I. Ich stimme Barcan und Kripke zu: Wenn zwei Dinge tatsächlich ein und dasselbe sind, dann sind sie notwendigerweise ein und dasselbe. Soweit ich das beurteilen kann, ist dies nur die Aussage, dass für alle möglichen Welten oder Szenarien x genau dann existiert, wenn x existiert.

Wenn wir also sagen „Hesperus ist Phosphor“ oder „der Morgenstern ist der Abendstern“, drücken wir denselben Sachverhalt aus wie wenn wir sagen „Venus ist Venus“.

In Bezug auf die obigen Kommentare hat jobermark den zweiten dieser Sätze als de dicto gelesen , wenn die beabsichtigte Lesart von Ihnen und Kripke de re ist.

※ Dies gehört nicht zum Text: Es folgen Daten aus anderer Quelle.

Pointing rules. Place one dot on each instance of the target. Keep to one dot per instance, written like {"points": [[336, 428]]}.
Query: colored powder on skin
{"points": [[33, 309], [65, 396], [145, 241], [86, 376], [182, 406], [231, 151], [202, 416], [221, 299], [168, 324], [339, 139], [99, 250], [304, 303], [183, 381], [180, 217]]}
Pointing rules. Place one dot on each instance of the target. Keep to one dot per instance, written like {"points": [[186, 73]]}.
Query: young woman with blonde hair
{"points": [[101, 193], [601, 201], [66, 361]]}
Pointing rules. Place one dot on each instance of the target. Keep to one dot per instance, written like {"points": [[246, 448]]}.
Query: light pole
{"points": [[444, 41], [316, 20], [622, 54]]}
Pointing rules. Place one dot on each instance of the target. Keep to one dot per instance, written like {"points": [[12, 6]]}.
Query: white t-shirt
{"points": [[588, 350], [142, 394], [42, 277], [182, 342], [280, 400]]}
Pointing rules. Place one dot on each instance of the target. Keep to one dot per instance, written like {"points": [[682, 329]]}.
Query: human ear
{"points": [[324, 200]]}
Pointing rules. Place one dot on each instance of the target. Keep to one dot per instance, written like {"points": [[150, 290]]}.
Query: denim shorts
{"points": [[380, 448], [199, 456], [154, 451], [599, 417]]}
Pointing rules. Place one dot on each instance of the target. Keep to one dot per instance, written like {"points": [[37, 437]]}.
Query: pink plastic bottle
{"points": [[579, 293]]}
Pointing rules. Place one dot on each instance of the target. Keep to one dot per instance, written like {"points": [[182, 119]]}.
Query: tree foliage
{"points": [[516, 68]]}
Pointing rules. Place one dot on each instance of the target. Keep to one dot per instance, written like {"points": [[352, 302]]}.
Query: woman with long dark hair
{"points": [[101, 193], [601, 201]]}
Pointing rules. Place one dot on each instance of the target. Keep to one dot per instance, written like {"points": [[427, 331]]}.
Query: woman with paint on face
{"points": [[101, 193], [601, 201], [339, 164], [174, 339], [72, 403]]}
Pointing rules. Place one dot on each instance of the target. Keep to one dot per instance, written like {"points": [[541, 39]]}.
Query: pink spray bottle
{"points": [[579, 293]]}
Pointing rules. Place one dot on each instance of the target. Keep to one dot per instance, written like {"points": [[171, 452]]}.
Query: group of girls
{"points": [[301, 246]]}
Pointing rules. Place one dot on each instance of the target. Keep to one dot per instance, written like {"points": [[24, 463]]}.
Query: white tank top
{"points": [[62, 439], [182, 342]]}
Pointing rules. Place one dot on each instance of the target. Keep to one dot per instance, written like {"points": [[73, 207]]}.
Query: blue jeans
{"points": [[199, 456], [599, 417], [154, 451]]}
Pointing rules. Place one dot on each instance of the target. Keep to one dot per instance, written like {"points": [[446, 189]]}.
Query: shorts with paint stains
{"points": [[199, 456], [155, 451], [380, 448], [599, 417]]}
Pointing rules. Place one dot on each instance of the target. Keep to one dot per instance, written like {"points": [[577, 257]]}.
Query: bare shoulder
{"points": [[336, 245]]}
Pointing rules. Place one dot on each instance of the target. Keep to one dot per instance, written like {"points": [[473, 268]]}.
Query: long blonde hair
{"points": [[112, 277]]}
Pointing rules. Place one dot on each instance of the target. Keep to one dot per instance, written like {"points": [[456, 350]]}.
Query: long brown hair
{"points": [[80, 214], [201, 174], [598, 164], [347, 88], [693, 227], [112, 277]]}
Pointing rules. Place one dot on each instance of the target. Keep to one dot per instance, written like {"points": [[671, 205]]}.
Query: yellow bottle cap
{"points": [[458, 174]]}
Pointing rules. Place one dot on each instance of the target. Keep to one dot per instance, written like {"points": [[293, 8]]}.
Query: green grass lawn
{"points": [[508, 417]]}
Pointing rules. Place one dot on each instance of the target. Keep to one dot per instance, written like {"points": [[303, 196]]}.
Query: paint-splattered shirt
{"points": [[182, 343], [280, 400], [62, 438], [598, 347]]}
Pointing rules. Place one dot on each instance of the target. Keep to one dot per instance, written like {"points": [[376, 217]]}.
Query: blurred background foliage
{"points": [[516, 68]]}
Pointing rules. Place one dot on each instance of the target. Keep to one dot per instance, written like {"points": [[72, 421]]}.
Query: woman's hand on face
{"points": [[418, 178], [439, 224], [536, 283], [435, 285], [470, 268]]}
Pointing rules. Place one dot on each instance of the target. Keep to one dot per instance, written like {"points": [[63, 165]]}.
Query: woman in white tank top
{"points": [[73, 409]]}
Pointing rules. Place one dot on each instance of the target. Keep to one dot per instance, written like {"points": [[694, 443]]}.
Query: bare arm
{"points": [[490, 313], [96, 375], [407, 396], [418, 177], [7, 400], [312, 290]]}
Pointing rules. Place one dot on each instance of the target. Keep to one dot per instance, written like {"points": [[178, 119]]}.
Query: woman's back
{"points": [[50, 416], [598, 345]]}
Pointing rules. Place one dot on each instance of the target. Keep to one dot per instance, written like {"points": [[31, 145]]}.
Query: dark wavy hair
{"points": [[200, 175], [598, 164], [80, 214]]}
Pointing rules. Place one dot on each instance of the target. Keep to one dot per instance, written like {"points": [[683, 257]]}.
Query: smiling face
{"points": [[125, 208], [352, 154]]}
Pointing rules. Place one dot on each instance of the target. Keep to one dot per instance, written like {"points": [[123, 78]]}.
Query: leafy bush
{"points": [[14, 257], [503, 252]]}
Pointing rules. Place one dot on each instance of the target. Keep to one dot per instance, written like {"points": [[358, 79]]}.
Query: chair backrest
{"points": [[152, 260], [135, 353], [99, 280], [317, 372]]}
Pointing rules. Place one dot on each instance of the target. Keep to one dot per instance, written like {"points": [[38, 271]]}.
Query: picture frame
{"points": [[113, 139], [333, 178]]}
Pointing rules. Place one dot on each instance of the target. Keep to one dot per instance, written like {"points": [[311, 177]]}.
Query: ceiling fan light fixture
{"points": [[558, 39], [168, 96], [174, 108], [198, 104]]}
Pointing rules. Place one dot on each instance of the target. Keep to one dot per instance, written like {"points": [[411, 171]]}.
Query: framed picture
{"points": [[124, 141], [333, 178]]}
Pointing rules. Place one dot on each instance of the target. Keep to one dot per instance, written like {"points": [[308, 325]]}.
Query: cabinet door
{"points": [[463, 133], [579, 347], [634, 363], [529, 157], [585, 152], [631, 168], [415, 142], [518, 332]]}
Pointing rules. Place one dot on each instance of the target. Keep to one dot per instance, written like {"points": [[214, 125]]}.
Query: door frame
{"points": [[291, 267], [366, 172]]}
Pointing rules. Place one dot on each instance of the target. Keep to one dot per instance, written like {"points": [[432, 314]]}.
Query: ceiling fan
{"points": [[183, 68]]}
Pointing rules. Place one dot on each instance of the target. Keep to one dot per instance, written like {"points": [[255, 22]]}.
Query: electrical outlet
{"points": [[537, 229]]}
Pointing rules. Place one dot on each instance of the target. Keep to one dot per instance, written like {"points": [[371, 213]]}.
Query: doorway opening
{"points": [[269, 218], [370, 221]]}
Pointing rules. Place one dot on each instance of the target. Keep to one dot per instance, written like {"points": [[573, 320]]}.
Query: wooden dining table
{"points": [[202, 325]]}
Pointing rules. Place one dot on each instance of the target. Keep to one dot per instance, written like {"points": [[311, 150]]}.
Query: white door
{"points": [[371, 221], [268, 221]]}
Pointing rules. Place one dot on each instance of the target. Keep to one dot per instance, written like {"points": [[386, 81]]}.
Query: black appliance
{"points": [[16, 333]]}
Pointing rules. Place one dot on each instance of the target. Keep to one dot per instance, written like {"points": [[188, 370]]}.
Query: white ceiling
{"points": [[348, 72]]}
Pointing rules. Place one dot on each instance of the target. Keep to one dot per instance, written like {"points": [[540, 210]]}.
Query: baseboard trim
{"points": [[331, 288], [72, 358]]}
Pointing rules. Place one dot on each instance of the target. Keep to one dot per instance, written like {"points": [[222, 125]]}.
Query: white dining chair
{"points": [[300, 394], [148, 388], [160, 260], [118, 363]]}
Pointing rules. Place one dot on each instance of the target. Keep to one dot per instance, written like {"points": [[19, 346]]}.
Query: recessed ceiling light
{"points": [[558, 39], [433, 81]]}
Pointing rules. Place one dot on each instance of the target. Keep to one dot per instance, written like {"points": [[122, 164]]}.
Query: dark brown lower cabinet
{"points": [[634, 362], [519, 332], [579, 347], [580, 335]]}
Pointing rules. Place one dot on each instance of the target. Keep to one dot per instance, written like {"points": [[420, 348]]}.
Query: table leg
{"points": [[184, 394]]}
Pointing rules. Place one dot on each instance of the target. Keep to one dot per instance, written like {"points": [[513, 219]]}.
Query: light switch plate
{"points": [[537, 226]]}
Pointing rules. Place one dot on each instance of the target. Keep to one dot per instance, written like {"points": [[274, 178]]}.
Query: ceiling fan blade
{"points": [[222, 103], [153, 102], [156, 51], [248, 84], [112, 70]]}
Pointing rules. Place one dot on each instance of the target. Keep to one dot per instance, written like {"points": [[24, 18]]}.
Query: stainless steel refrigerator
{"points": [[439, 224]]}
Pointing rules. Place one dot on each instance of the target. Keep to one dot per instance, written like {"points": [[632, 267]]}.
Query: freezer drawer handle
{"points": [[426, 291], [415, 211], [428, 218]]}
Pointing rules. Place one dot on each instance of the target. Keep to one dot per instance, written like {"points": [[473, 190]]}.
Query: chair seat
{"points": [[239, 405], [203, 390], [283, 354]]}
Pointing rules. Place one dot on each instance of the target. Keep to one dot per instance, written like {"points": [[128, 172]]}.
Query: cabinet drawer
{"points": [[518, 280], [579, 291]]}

Um ein klassisches Beispiel für diese Unterscheidung zu geben, bedenken Sie, was jemand sagt, wenn er sagt: "Der 44. Präsident der Vereinigten Staaten ist zwangsläufig Obama." Die De-Re -Lektüre ist, dass Obama notwendigerweise Obama ist: Das Objekt, auf das sich „der 44. PotUS“ bezieht, ist das, was eine gewisse Eigenschaft behauptet (dh notwendigerweise mit Obama identisch ist). Wer den Platz des 44. PotUS einnimmt, ist, de dicto , zwangsläufig identisch mit Obama: Die Beschreibung des "44. PotUS" beziehe sich immer auf etwas Identisches mit Obama,

II. Im Gegensatz zu Ihrer Behauptung, dass A = A N(A = A) mit sich bringt, ist dies nicht für alle seine Instanzen wahr, weil es nur ein Theorem der (irgendeiner Version von) Modallogik ist, denke ich, sondern weil die Welt (notwendigerweise) ist so, und die Axiome der Logik erfassen, wie die Welt (notwendigerweise) ist.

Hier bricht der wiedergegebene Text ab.